Feature Overview
Control the full crawl workflow from source review to data delivery.
The platform combines external APIs, governance, scheduling, quality checks, Elasticsearch templates, and a browser console so users can understand data sources, task status, and risk.
1. External API
External API integration
External systems can query sources, jobs, latest runs, and platform capabilities. Dry-run endpoints simulate crawling, parsing, scheduling, deduplication, and robots checks.
- Consistent response envelopes make error handling predictable across clients.
- Simulation endpoints avoid production writes and are suitable for onboarding and testing.

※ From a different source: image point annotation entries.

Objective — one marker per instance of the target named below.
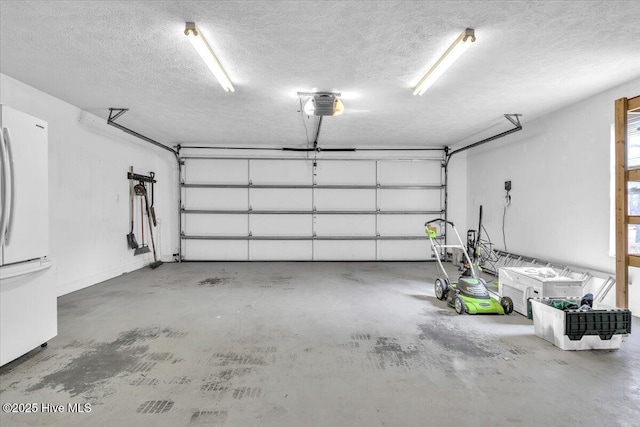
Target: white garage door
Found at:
(305, 209)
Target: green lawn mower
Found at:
(470, 293)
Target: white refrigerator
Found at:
(28, 300)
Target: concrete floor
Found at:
(307, 344)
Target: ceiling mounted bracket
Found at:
(513, 118)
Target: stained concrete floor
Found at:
(307, 344)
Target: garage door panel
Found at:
(284, 250)
(286, 231)
(409, 199)
(402, 225)
(409, 172)
(389, 250)
(282, 225)
(230, 225)
(216, 198)
(345, 200)
(216, 250)
(281, 172)
(281, 198)
(346, 173)
(217, 171)
(345, 225)
(345, 250)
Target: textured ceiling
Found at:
(530, 57)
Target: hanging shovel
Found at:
(152, 210)
(131, 238)
(141, 190)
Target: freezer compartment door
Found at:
(26, 199)
(28, 308)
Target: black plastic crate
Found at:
(604, 323)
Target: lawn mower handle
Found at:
(438, 220)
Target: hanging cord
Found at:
(507, 202)
(142, 220)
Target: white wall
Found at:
(457, 197)
(559, 167)
(89, 192)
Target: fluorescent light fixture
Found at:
(454, 52)
(198, 41)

- OpenAPI-style JSON helps engineering teams understand endpoints and payloads quickly.
2. Governance Pipeline
Data governance and compliance checks
Each source can carry legal review status, robots information, scheduling cadence, parsing rules, and crawl results. These records form a traceable workflow for safer data collection.
- Supports API, RSS, XPath, CSS selector, and headless browser source types.
- Tracks proxy, user-agent, cookie, rate limit, and CAPTCHA strategies.
- Run history and alerts help teams respond to operational issues faster.
3. Web System
Browser-based management console
The web app shows sources, jobs, worker runs, alerts, and Elasticsearch templates. User identity is validated by the central member API, and this project stores no account passwords.
- The console is deployed at `/app` under the same official subdomain.
- Protected data is read only after a central member access token is applied.
- The current demo data is useful for acceptance testing and later production storage integration.